Machiavelli represents the ultimate challenge of a revived paganism to a weakened Christianity. In his philosophy religion becomes again, as in ancient Rome, the humble servant of a state which in effect is god. The only virtues honored are pagan Roman virtues—courage, endurance, self-reliance, intelligence; the only immortality is a fading fame. Perhaps Machiavelli exaggerated the enfeebling influence of Christianity; had he forgotten the lusty wars of medieval history, the campaigns of Constantine, Belisarius, Charlemagne, the Templars, the Teutonic Knights, and Julius II of recent memory? The Christian morality emphasized the feminine virtues because men had the opposite qualities in ruinous abundance; some antidote and counterideal had to be preached to the sadistic Romans of the amphitheater, to the rough barbarians entering Italy, to lawless peoples striving to subside into civilization. The virtues that Machiavelli scorned made for orderly and peaceful societies; those that he admired (and, like Nietzsche, because he lacked them) made for strong and warlike states, and for dictators capable of murdering by the million to enforce conformity, and of incarnadining a planet to extend their rule. He confused the good of the ruler with the good of the nation; he thought too much of the preservation, seldom of the obligations, never of the corruption, of power.
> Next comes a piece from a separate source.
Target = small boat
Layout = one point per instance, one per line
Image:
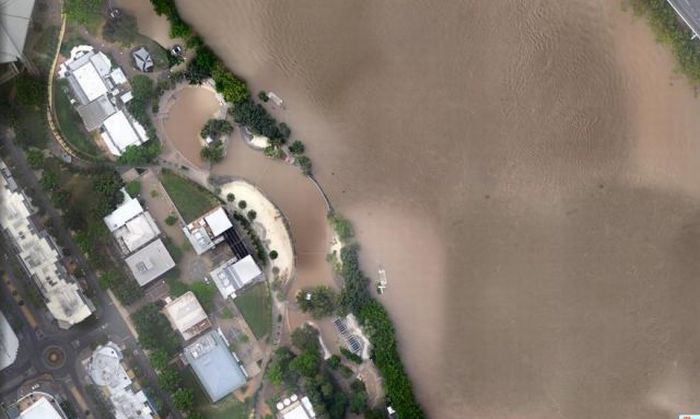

He ignored the stimulating rivalry and cultural fertility of the Italian citystates; he cared little for the magnificent art of his time, or even for that of ancient Rome. He was lost in idolatry of the state. He helped to free the state from the Church, but he shared in setting up for worship an atomistic nationalism not visibly superior to the medieval notion of states subject to an international morality represented by the pope. Each ideal has broken down under the natural selfishness of men; and a candid Christian must admit that in preaching and practising the principle that no faith need be kept with a heretic (as in violating the safe-conduct of Huss at Constance and of Alfonso of Ferrara in Rome), the Church herself was playing a Machiavellian game fatal to her mission as a moral power.